In 2013, another “official” Premium Reminder notice arrived with the identical format—same policy number, same amount for the insurance payment and the same due date, except it was 9/11/13. When I compared this letter to the 2012 letter in my Scam folder, it was identical. They both had a Preparation Date on them of 8/24/12 and 8/24/13 respectfully.
Fast forward to 2014, the same exact Premium Reminder Notice arrived at the same time of year. And furthermore, I received identical notices to pay my “so-called” premium in 2015, 2018, 2019 and 2020, and I never paid anything into that premium in any year, but the notices keep coming and they’re all in the Scam file. Does that tell you something?

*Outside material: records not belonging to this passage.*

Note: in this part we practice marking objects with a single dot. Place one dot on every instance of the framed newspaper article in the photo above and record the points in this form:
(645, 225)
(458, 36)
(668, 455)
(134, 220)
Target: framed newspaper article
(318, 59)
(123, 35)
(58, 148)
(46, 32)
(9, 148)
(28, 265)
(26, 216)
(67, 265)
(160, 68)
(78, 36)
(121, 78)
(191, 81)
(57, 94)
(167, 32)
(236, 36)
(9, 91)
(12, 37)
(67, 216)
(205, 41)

I have no idea where these “premiums” originated and why I was the recipient, except that now I must be part of the older, more susceptible population. We have to look out for each other! If an official-looking premium notice is sent to elders that aren’t in tune with their finances or used to paying their bills without questioning them, they could be caught in a scam like this one. When they receive the first, second, third and seventh Premium Reminder Notice year after year, it tends to look legit and familiar. Obviously, this scam is effective, or they wouldn’t keep sending the letters. It disgusts me that there are those who are determined to abuse the elderly, which is the main reason I’m writing about this experience.
My mother was taken in by more than one scam and spent countless hours reading cards from people who called her by name and sent photos of their “fake” children and family, and she dutifully sent them money. More on that topic in another article. Check the photos of this scam, read your mail carefully and don’t fall for the Rip-Off.